La pista anarchica fu subito avallata dal Tg1: ho ancora nella memoria visiva un giovane Bruno Vespa che annuncia al popolo televisivo “Scoperto l’autore della strage di piazza Fontana: è l’anarchico Pietro Valpreda”. Il direttore era Villy De Luca organico alla Dc moderata. A Milano uscivano ancora i quotidiani del pomeriggio e La Notte di Nino Nutrizio si segnalava ovviamente per una linea forcaiola. Questo per disegnare il panorama dell’informazione milanese schierata largamente con le versioni ufficiali e quindi ignorando o fingendo di non vedere i depistaggi ora documentati in maniera impressionante dalle carte “desecretate”, con l’eccezione del Giorno (soprattutto finché ci fu Italo Pietra alla direzione, cioè fino al 1972 e però Marco Nozza continuò a battersi con grande coraggio e sofferenza) e dell’Espresso, fino all’arrivo al Corriere della Sera, sempre nel 1972, di Piero Ottone al posto di Giovanni Spadolini licenziato da Giulia Maria Crespi. Fu dunque un miracolo laico se quei pochi giornalisti, quelle poche testate, poi corroborate dal cambio di direzione in via Solferino e a Roma al Messaggero dopo il ’74 (con Pietra e quindi Luigi Fossati), e da un maggior impegno di Panorama, riuscirono a valorizzare il paziente lavoro nel Veneto del giudice di Treviso, Giancarlo Stiz il primo a individuare e a connettere la trama “nera” dei Freda e dei Ventura.
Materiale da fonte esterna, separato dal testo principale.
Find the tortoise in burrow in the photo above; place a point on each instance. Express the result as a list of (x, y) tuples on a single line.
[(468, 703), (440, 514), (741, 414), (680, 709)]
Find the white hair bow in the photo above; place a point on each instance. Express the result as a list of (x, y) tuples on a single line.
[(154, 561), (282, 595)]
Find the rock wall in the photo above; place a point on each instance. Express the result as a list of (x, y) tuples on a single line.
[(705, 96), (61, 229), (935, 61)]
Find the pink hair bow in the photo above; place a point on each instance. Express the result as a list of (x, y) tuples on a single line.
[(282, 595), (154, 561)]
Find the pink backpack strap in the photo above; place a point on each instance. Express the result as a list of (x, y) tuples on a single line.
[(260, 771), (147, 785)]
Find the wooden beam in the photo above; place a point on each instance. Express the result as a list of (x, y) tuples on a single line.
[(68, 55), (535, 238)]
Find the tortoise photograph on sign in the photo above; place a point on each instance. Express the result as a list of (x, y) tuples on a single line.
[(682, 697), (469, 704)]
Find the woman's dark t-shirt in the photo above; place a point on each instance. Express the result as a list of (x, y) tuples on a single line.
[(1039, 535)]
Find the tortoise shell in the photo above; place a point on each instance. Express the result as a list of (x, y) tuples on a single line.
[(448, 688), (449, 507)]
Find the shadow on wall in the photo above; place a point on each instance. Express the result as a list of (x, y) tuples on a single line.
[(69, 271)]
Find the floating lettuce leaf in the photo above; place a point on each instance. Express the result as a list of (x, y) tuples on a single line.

Mi è sembrato giusto ricordarlo per attribuire i meriti reali a chi li ha avuti e per dire che un pugno, certo molto agguerrito, di colleghe e colleghi sconfisse, alla fine, nella sostanza l’omertà di Stato e anche la connivenza di tanta altra informazione, stampata e televisiva.

Per ricostruire il vasto mosaico dei depistaggi a me è parso nuovo e particolarmente utile (senza forzature, senza voglie di scoop, basato sui documenti) il libro recentissimo di Paolo Brogi edito da Castelvecchi “Pinelli, l’innocente che cadde giù”. Nel quale, fra i molti funzionari saliti da Roma a prendere l’iniziativa, campeggia come “depistatore” e altro la figura del vice-capo del Sisde, il questore Silvano Russomanno, morto qualche anno fa, che fu uno di quelli che più pressarono negli interrogatori Pinelli, molto più di Calabresi, e che nell’80 ricompare nella vicenda dei verbali Peci forniti al Messaggero, da me diretto (purtroppo), per farci fare un primo botto e preparare su Paese Sera, ormai fiancheggiatore del Pci, quello vero e clamoroso: “Marco Donat Cattin terrorista di Prima Linea”. Con l’evidente intento di colpire il padre Carlo, autore con Forlani, del Preambolo contro l’ingresso comunista al governo. Operazione chiaramente di matrice andreottiana nella quale ingenuamente cademmo. Fu quindi del tutto sbagliata la campagna anti-Luigi Calabresi di Lotta Continua, che tanto ha pesato poi su numerose vite. E’ un dato che il figlio Mario e altri famigliari avrebbero dovuto e dovrebbero rivendicare. Fu lo squadrone dei Servizi salito immediatamente da Roma insieme ai Guida e agli Allegra a manipolare da subito tutta la vicenda appoggiati da quanti credevano ciecamente nella teoria degli “opposti estremismi” affermata fra gli altri da Giuseppe Saragat nel novembre 1969 dopo la morte a Milano dell’agente Antonio Annarumma.
Si doveva sbarrare la strada alle riforme sociali reclamate dall’"autunno caldo" sindacale fra settembre e dicembre 1969. “Il Giorno lo paghiamo coi soldi pubblici e attacca il governo!”, grida Saragat (interpretato dal bravissimo Omero Antonutti) nel film-documento di Marco Tullio Giordana. Quando nel ‘72 risalì al governo, con Andreotti, la destra di Giovanni Malagodi, uno dei primi bersagli fu non caso Italo Pietra, subito dopo il voto.